There is no single good reason as to why the regions should shape up as they do. History and/or geography may explain distilleries existing in certain places, but they fail to account for why two distilleries within spitting distance of each other should produce two very different styles of single malt whisky. Islay apart, there is no such thing as a regional style. Each region is its own mix of difference, each distillery its own universe.

The Scottish whisky industry is no longer owned by its founding families – or even by the giant blending houses that ruled the roost at the turn of the twentieth century. Over half of its active distilleries are owned by either Diageo (British) or Pernod Ricard (French), with the remainder divided between a mix of mainland Europe, British, South African and Asian companies. Founding families make up a tiny minority of Scottish distillery owners, the Grants being the most prominent.

Blends account for over 90% of Scotch’s export market. Single malts make up about a fifth of the Scottish market. Single grain whisky is a tiny category, but very much the most exciting new area. Much has been said of the current boom, the diversity and depth of the market, but the industry is worth about £3.95 billion, down on the previous year (2014), which in turn was down on the year before. This said, Scotch remains the whisky world’s giant.

RETURN OF THE MALT

While always beloved by aficionados, single malt as a drink in itself had been stripped of all individuality by the success of the world of blends. Until the 1960s, very few whisky producers promoted single malts in and of themselves. It was an old drink. It was too full of flavour. It had no sex appeal.

RULES AND PLAYERS

—For scotch to be Scotch, it must be matured in Scotland in oak casks for a minimum of three years.

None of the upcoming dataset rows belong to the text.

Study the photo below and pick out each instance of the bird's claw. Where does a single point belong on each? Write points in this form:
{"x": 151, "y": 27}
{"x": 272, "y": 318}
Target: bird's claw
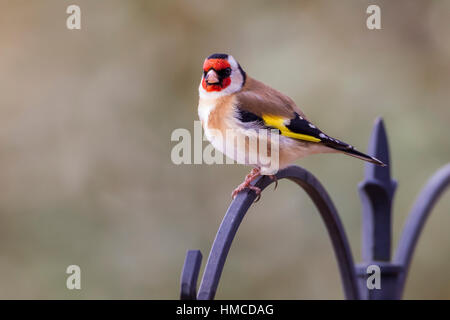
{"x": 274, "y": 178}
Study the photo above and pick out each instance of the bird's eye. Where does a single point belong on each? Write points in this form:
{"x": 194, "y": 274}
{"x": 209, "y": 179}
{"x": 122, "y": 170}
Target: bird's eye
{"x": 225, "y": 73}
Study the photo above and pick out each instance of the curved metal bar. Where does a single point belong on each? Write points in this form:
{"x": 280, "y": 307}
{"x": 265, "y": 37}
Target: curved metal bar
{"x": 189, "y": 276}
{"x": 417, "y": 218}
{"x": 237, "y": 211}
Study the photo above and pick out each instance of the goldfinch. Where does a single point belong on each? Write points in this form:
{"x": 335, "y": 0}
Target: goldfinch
{"x": 231, "y": 101}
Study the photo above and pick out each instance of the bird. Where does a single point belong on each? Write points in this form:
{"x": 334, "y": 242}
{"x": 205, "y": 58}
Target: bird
{"x": 230, "y": 101}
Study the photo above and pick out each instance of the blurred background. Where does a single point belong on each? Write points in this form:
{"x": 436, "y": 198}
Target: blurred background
{"x": 86, "y": 118}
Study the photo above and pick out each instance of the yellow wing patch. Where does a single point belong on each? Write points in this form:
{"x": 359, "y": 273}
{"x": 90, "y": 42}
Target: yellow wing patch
{"x": 278, "y": 122}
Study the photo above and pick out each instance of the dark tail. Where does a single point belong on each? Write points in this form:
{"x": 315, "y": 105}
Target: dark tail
{"x": 350, "y": 150}
{"x": 355, "y": 153}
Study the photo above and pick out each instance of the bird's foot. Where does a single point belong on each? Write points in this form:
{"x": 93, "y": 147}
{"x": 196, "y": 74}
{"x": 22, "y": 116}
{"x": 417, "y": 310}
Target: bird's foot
{"x": 246, "y": 184}
{"x": 274, "y": 178}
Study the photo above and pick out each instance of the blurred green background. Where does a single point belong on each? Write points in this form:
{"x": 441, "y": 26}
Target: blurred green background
{"x": 86, "y": 118}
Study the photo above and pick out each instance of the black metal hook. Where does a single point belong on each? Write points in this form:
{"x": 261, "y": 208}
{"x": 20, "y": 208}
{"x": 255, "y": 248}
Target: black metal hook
{"x": 376, "y": 191}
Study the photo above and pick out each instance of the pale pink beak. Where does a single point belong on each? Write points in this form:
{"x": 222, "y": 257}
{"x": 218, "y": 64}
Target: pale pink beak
{"x": 212, "y": 77}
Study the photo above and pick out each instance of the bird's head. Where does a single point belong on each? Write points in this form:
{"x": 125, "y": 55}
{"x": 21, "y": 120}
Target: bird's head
{"x": 222, "y": 75}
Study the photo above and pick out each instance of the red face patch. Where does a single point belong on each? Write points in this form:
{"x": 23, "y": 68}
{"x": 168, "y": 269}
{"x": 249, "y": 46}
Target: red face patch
{"x": 217, "y": 65}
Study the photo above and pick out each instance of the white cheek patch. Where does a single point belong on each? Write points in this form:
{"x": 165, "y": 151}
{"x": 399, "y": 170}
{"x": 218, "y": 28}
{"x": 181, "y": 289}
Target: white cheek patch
{"x": 237, "y": 81}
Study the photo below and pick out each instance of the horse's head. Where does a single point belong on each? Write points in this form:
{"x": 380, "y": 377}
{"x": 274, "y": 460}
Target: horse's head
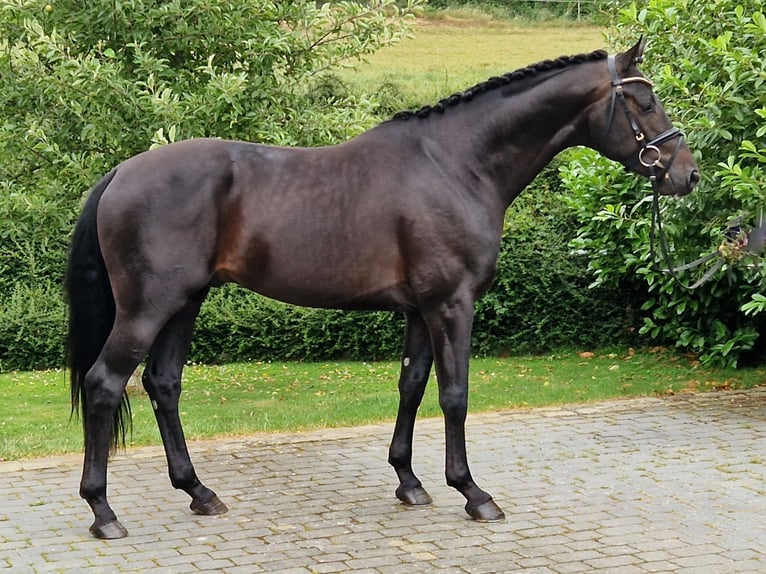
{"x": 629, "y": 125}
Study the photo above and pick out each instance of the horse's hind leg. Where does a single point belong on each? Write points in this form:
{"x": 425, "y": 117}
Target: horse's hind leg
{"x": 162, "y": 381}
{"x": 104, "y": 388}
{"x": 415, "y": 369}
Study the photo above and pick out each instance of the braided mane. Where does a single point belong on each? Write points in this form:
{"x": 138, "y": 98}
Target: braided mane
{"x": 499, "y": 82}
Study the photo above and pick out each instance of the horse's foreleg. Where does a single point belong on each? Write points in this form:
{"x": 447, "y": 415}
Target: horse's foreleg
{"x": 450, "y": 328}
{"x": 162, "y": 381}
{"x": 415, "y": 369}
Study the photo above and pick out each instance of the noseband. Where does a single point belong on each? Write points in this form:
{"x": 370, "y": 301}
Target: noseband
{"x": 648, "y": 153}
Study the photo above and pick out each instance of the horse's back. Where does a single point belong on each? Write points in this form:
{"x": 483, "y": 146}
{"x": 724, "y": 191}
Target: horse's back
{"x": 297, "y": 224}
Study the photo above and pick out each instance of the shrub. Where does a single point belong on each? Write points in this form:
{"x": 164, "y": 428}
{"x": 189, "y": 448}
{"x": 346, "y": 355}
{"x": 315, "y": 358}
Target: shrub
{"x": 706, "y": 59}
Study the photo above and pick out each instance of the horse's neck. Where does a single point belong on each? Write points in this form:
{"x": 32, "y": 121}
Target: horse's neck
{"x": 509, "y": 140}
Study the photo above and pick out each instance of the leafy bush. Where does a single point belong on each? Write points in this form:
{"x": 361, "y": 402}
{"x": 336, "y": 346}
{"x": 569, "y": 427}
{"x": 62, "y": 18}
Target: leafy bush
{"x": 87, "y": 85}
{"x": 80, "y": 98}
{"x": 706, "y": 59}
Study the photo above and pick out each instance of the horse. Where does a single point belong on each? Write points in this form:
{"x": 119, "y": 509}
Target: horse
{"x": 405, "y": 217}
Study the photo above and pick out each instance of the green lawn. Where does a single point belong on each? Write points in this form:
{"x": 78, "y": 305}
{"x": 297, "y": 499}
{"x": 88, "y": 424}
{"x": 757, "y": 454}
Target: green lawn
{"x": 267, "y": 397}
{"x": 449, "y": 53}
{"x": 454, "y": 50}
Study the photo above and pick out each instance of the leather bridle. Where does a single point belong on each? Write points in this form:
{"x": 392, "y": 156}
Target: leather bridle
{"x": 648, "y": 153}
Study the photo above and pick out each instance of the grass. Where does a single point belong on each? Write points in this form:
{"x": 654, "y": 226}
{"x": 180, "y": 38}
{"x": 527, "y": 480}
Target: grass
{"x": 453, "y": 50}
{"x": 241, "y": 399}
{"x": 449, "y": 53}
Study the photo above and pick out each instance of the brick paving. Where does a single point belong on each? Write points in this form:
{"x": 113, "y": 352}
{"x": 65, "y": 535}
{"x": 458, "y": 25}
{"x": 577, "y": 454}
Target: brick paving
{"x": 634, "y": 486}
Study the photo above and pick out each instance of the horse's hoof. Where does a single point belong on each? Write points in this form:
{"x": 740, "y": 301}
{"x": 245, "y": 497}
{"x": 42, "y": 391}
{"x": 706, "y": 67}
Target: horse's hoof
{"x": 416, "y": 496}
{"x": 208, "y": 508}
{"x": 108, "y": 530}
{"x": 485, "y": 512}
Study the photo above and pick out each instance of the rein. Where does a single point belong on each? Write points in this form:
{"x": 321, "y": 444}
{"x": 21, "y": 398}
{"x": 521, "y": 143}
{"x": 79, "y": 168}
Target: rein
{"x": 649, "y": 155}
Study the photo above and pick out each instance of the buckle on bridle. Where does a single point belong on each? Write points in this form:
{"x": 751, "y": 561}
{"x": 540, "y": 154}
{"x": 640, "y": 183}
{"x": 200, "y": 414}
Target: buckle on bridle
{"x": 653, "y": 149}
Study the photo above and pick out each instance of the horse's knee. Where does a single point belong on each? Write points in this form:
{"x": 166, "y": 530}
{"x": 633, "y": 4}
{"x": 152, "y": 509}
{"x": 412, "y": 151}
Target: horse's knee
{"x": 164, "y": 390}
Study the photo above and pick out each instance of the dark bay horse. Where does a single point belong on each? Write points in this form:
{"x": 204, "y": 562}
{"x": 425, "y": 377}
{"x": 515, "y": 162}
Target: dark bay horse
{"x": 406, "y": 217}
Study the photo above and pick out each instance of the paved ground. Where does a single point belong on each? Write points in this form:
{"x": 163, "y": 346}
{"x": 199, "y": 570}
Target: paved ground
{"x": 648, "y": 485}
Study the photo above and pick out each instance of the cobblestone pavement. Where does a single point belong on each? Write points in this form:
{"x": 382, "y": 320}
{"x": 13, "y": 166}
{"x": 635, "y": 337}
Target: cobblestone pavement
{"x": 646, "y": 485}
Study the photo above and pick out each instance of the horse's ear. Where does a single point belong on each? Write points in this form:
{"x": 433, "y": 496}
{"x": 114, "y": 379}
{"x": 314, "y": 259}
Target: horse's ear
{"x": 633, "y": 56}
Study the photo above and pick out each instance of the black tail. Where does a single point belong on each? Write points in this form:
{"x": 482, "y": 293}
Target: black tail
{"x": 91, "y": 309}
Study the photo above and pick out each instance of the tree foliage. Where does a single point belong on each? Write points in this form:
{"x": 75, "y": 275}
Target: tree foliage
{"x": 86, "y": 85}
{"x": 706, "y": 59}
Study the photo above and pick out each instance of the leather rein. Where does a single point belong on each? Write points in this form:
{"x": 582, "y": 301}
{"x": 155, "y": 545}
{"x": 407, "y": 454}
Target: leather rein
{"x": 648, "y": 154}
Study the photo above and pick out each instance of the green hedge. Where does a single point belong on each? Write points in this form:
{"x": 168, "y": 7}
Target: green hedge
{"x": 540, "y": 301}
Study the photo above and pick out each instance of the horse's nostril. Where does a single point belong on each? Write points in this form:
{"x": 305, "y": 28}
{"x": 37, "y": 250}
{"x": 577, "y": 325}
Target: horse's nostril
{"x": 694, "y": 178}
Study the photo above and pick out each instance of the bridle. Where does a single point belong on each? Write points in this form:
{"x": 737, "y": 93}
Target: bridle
{"x": 648, "y": 154}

—There are five distinct categories of Scotch whisky: single malt, single grain, blended Scotch, blended malt and blended grain.

—A single malt is made from 100% malted barley in a single distillery. A ‘single grain whisky’ is made in a single distillery from a mash of one or more grains and a portion of malted barley.

—A ‘blended Scotch’ is a blend of one or more grain whiskies with one or more single malts. A ‘blended malt’ is a blend of two or more malts hailing from different distilleries. A ‘blended grain’ is the same as a ‘blended malt’, only referring to grains rather than malt.

Until, that is, whisky’s catastrophic slump in the 1980s. The reasons for its fall are many, with a world oil crisis playing a decisive role, but the industry as a whole was caught napping – sunning itself beside a gargantuan and now difficult-to-sell lake of 1970s whisky. The market retracted. Vodka took off. Distilleries haemorrhaged. The only way out was mass rationalisation, an in-house euphemism for frenzied self-amputation. By 1986, a quarter of Scottish distilleries were closed, with many of the survivors working at reduced capacities. Things looked worse than bad.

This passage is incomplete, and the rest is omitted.